Spotting shots and tumors
Take the ShotSpotter system used by New York City and Washington, DC. Studies have shown that only one out of every eight incidences of gunfire is reported to authorities. ShotSpotter uses networks of strategically placed microphones to listen for gunshots. When the mics pick up a noise that matches the signature sound of a gunshot, the ShotSpotter system triangulates a location and sends the recording and associated information to a human being who decides whether the sound was, in fact, a gunshot.
Within 60 seconds of hearing something, ShotSpotter’s sensors can report the latitude, longitude, and altitude of the shot, how many shots there were, and the direction and speed of the bullet’s travel. In New York’s implementation of ShotSpotter, information about confirmed shots fired is merged with the city’s own address database (because not all locations have a street address), surveillance video, crime and shooting histories for the location, and the name and pictures of anyone with open warrants at that address, as well as any gun permits issued in that area.
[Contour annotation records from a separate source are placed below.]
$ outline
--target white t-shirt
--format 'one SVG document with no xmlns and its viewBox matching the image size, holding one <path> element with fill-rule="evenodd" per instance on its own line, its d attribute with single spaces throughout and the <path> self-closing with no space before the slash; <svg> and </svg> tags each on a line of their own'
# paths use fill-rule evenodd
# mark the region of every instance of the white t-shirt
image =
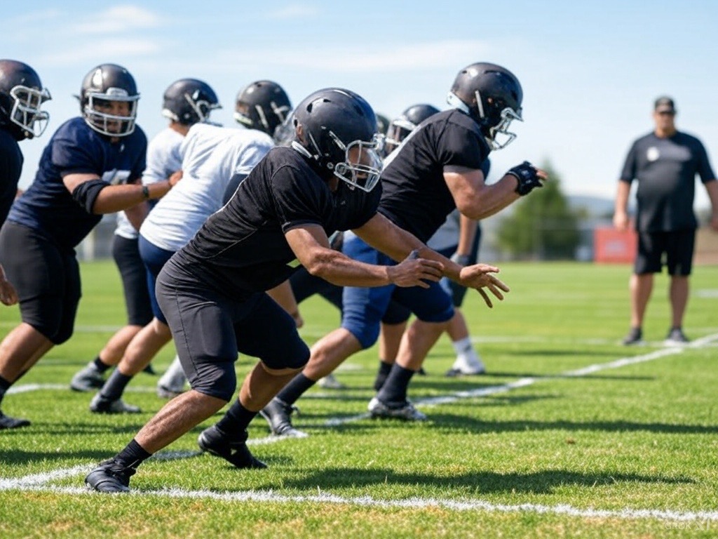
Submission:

Police responding to the call have all that data on their computers or tablets by the time they arrive at the scene.
In all, 60 square miles of New York City—about 20 percent of the city—are covered by ShotSpotter. To prevent the possibility of vandalism, the exact areas covered and the locations of the sensors are both proprietary—even the NYPD doesn’t know. The city says it’s responding to four to five times the number of gunshots than it was before ShotSpotter was implemented and that it has been able to match guns and bullets that are recovered with other open crimes.
The solution is not perfect. ShotSpotter’s architecture means it can only cover areas of about three square miles or larger, so violent pockets smaller than that require different, more traditional solutions. Also, ShotSpotter, not the city, owns the system, and the contract is up in 2021. Still, the police department sounds very pleased with the value it’s getting for the money.